Traudl Junge, one of Hitler’s personal secretaries, said late in her life, “I could have found out” even though she was in “a blind spot.” Junge was still in her early twenties when she took the job and worked for Hitler until his end in a bunker in bombed-out Berlin. She served in her post all this time, she said, while unaware of the great evil going on about her.
But she “could have found out.” This is true of all of us. With just a little curiosity, we could find out the need in our own communities.

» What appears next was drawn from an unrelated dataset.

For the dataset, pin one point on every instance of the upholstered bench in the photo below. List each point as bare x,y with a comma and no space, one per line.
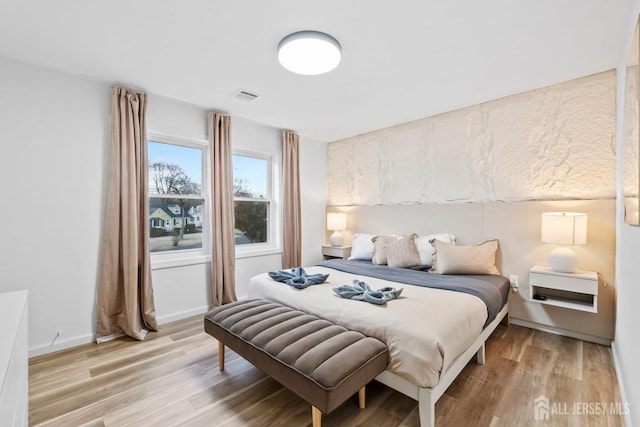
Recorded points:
321,362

Real gratitude is grounded in curiosity about the other. What is the need here, how can I help?
So here is the consolation. Even when it all seems bad and given over to evil and brutality, there are the peace makers, those who do good where they are. We should be grateful for them. And here also is the challenge. We should not cherish our consolation without responding in action. We should be one of the peace makers, right here, just where we are. With a little curiosity, we can.

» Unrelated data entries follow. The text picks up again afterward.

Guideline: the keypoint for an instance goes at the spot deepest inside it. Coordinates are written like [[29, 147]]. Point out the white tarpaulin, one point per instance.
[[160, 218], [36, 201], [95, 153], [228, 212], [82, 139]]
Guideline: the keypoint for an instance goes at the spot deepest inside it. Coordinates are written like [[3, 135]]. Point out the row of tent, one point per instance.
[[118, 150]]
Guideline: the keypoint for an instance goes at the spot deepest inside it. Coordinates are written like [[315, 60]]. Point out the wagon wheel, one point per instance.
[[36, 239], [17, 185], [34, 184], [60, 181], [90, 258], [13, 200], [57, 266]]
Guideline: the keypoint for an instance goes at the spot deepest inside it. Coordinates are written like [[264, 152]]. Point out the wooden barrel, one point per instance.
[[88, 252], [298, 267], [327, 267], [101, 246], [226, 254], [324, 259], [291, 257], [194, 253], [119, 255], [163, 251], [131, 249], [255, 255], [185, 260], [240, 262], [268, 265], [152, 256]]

-Chuck, with Almut and Hannah
PS: In the last chapter of our new book Taking Moral Action (it just came out!!!) we explore the difficult path from good intentions to moral action. Moral emotions like gratitude are one of the guides to navigate this path. We also explain a bit more about Traudl Junge in the book’s Coda. The book came out of my research program following the life stories of moral exemplars.
A blessing
May God give us grateful and curious hearts
eyes ready to recognize our neighbors
ears eager to hear their stories
minds creative in shaping a response
so that we can be healers and peacemakers
and be healed in our turn
by gratitude.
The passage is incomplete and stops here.